# HD 5514 Research Methods (Fall 2019)

# Inference for Regression (W13)

## HD 5514 Research Methods (Fall 2019)

- In-Class Acitivity: Correlation
- In-Class Acitivity: Simple Linear Regression
- Load Data
- Check Data Set
- Visualize your data using a scatter plot
- Visualize your data using a boxplot and check for outliers
- Check the normality of the response variable using a histogram
- Chek the normality of the response variable using a density plot
- Chek the normality of the response variable using a QQ plot
- Fit a simple linear regression model
- Produce a summary of the model fitting
- Checking for statistical significance

- In-Class Acitivity: Multiple Linear Regression
- Assignment 9 (Week 13)
- Read Data
- Check Data
- Use the help function to learn about variables
- Check three data frame columns (income, education)
- Visualize your variable and check for outliers
- Check the normality of a potenital response variable using a histogram
- Check the normality of a potenital response variable using a density plot
- Check the normality of a potenital response variable using a QQ plot
- Check the normality of the response variable using a histogram
- Chek the normality of the response variable using a density plot
- Check the normality of the response variable using a QQ plot
- Fit a simple linear regression model
- Produce a summary of the model fitting

# In-Class Acitivity: Correlation

## Load Data

We are going to use `cars`

data included in R by default. We will load and print the cars data.

## Check Data Set

Check the number of rows and columns.

## Visualize your data using a scatter plot

Find the data columns, named `speed`

(numeric Speed (mph)) and `dist`

(numeric Stopping distance (ft)) from the cars data set. Create a scatter plot to visualze the relationship between the two variables.

## Calcuate correlation

Calcuate correlation among two variables `speed`

and `dist`

using the `cor`

function. Conduct statistical testing for the association using `cor.test`

function. The default is Pearson’s correlation, but you can use Spearman’s (rho) rank correlation `method="spearman"`

or Kendall’s tau `method="kendall"`

for nonparametic tests.

# In-Class Acitivity: Simple Linear Regression

## Load Data

We are going to use `cars`

data included in R by default. We will load and print the cars data.

## Check Data Set

Check the number of rows and columns.

## Visualize your data using a scatter plot

Find the data columns, named `speed`

(numeric Speed (mph)) and `dist`

(numeric Stopping distance (ft)) from the cars data set. Create a scatter plot to visualze linear relationship between the two variables.

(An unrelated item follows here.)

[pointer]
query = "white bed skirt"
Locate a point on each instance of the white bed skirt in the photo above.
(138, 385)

## Visualize your data using a boxplot and check for outliers

Use the `boxplot`

funciton to create a boxplot for each variable: `speed`

(numeric Speed (mph)) and `dist`

(numeric Stopping distance (ft)) from the cars data set. See if there is any outlier based on the 1.5 x interquartile-range (1.5 * IQR) rule.

```
# box plot for 'speed'
boxplot(cars$speed, main="Speed")
# box plot for 'speed'
boxplot(cars$dist, main="Distance")
# Visualize two figures side by side and add notes (run the following 3 rows at the same time)
par(mfrow=c(1, 2)) # divide graph area in 2 columns
boxplot(cars$speed, main="Speed", sub = paste("Outlier rows: ", boxplot.stats(cars$speed)$out))
boxplot(cars$dist, main="Distance", sub=paste("Outlier rows: ", boxplot.stats(cars$dist)$out))
```

## Check the normality of the response variable using a histogram

Create a histogram with the function `hist()`

. You can change the number of bins using the `breaks=`

argument.

## Chek the normality of the response variable using a density plot

Create a density plot with the function `density()`

.

## Chek the normality of the response variable using a QQ plot

Create a density plot with the function `qqnorm()`

. Quantile-Quantile plot (QQ-plot) shows the correlation between a given sample and the normal distribution.

## Fit a simple linear regression model

Fit a linear model with the function `lm()`

. Regress the outcome variable `dist`

on the exploratory variable `speed`

## Produce a summary of the model fitting

Produce a summary of the results of the model fitting using `summary`

funciton.

## Checking for statistical significance

Check coefficients, F-statistic, and R-squared

# In-Class Acitivity: Multiple Linear Regression

## Load Data

We are going to use `mtcars`

data included in R by default. We will load and print the mtcars data.

## Fit a multiple linear regression model

Fit a linear model with the function `lm()`

. Regress the outcome variable `mpg`

(Miles/(US) gallon) on the exploratory variables `cyl`

(Number of cylinders), `wt`

(Weight (1000 lbs)), and `vs`

Engine (0 = V-shaped, 1 = straight).

## Produce a summary of the model fitting

Produce a summary of the results of the model fitting using `summary`

funciton.

# Assignment 9 (Week 13)

## Read Data

We will use build-in data set `Prestige`

contained in the R package `car`

. We will load and print the survey data.

## Check Data

Check the number of rows and columns.

## Use the help function to learn about variables

If you want to learn more about the t.test function.

## Check three data frame columns (income, education)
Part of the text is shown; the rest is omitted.